When I lead worship, I continue to say, “With the confidence of God’s children, let us pray for the church, the world and all those in need.” When people ask me to pray for them in their illness or distress, I continue pray expectantly for their deliverance. Are all healed? Are all fed? Are all injustices righted? Are all dangers averted? Not in the present age. But I will continue to pray for the same “bubbling up” of the age to come that we see in Jesus’ works of power.
And of course the cross of Christ reveals to us that God is also present to his people in the suffering and injustice of this age just as he is foretastes of the age to come. It is not a question of whom God loves more. But to say that God never miraculously delivers his people seems contrary to the experience of Christians throughout the ages and the witness of the New Testament.
I believe that foretastes of the kingdom comparable to the mighty acts of power we see in Jesus’ ministry still take place in the world. Standing on the outside, as an objective observer, I can’t say for certain where they are or where they aren’t, and I will never try to explain to you why something happened or didn’t happen. Since I am neither the messiah nor one of his apostles, I cannot know with certainty why this thing happened instead of that thing.
But when the sick who cry out to God are healed or the hungry fed or the imperiled delivered from danger, should they not thank God? The authors of the psalms praise God for specific acts of deliverance. The authors of the Torah claim that God delivered his people from Pharaoh and from starvation in the wilderness. Who am I to disagree? When I am the one who has been one praying for deliverance in any kind of battle or illness or hardship of any sort, you’d better bet that I am going to follow the example of the Psalms. “The LORD has done great things for us, and we rejoiced.” (Psalm 126:3)

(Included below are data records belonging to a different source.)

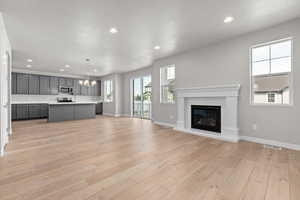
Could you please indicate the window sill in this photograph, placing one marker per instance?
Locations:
(169, 103)
(271, 105)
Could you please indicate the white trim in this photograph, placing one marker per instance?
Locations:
(270, 142)
(126, 115)
(164, 124)
(111, 114)
(26, 71)
(210, 91)
(227, 138)
(291, 74)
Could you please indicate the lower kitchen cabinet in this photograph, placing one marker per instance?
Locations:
(22, 111)
(44, 110)
(29, 111)
(34, 111)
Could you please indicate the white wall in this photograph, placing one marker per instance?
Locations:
(4, 87)
(227, 62)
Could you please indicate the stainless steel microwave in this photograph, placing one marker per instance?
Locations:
(66, 90)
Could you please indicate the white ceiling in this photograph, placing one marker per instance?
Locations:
(54, 33)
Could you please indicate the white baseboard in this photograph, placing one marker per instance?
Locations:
(111, 114)
(270, 142)
(126, 115)
(226, 138)
(164, 124)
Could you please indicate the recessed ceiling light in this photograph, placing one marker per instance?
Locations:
(113, 30)
(228, 20)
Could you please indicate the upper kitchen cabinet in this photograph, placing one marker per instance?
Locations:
(66, 82)
(44, 85)
(76, 89)
(34, 84)
(14, 83)
(22, 83)
(54, 82)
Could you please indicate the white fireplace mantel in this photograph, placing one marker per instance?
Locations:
(225, 96)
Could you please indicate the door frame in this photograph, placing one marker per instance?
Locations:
(132, 93)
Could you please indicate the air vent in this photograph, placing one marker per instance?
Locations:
(268, 146)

Now such a sentiment can be expressed very awkwardly and many people will comprehend it naively, especially immature believers. People will also create problematic theological constructs with reference to God’s sovereignty. But confidence in God’s saving power is not, in my estimation, the problem.
So, now we are back at the question, “Why?” Why me, and not him? Or why her, and not me? Why the widow of Zarephath and not her neighbor?
There is a profound mystery here which for me boils down to this. “Why hasn’t Christ yet come again to crush death and destroy injustice forever?” That’s what I am waiting for. That’s what I confess: “He will come again in glory to judge the living and the dead, and his kingdom will have no end.” Why hasn’t he? “I look for the resurrection of the dead, and the life of the world to come.” When will it appear?
I don’t have an answer for that. I cannot explain God’s ways, but I can join in the church’s earliest recorded prayer. It’s a single Aramaic word found in 1 Corinthians 16:22: maranatha (which means, “our Lord, come”). And I can join the saints envisioned by the seer of Revelation 6:10 and cry out, “How long, O Lord?”
The members of the early church had faith in the one who fed the widow of Zarephath and healed her son, even while they cried out in faith for the day when all will be fed and all will be healed. May we share in their faith, their endurance and their hope.
Oh, and one more thing. The widow of Zarephath was not an Israelite. She lived outside the boundaries of Israel and talks about “your God” with Elijah. God’s uses his kingdom power even on behalf of those who do not belong to his covenant people.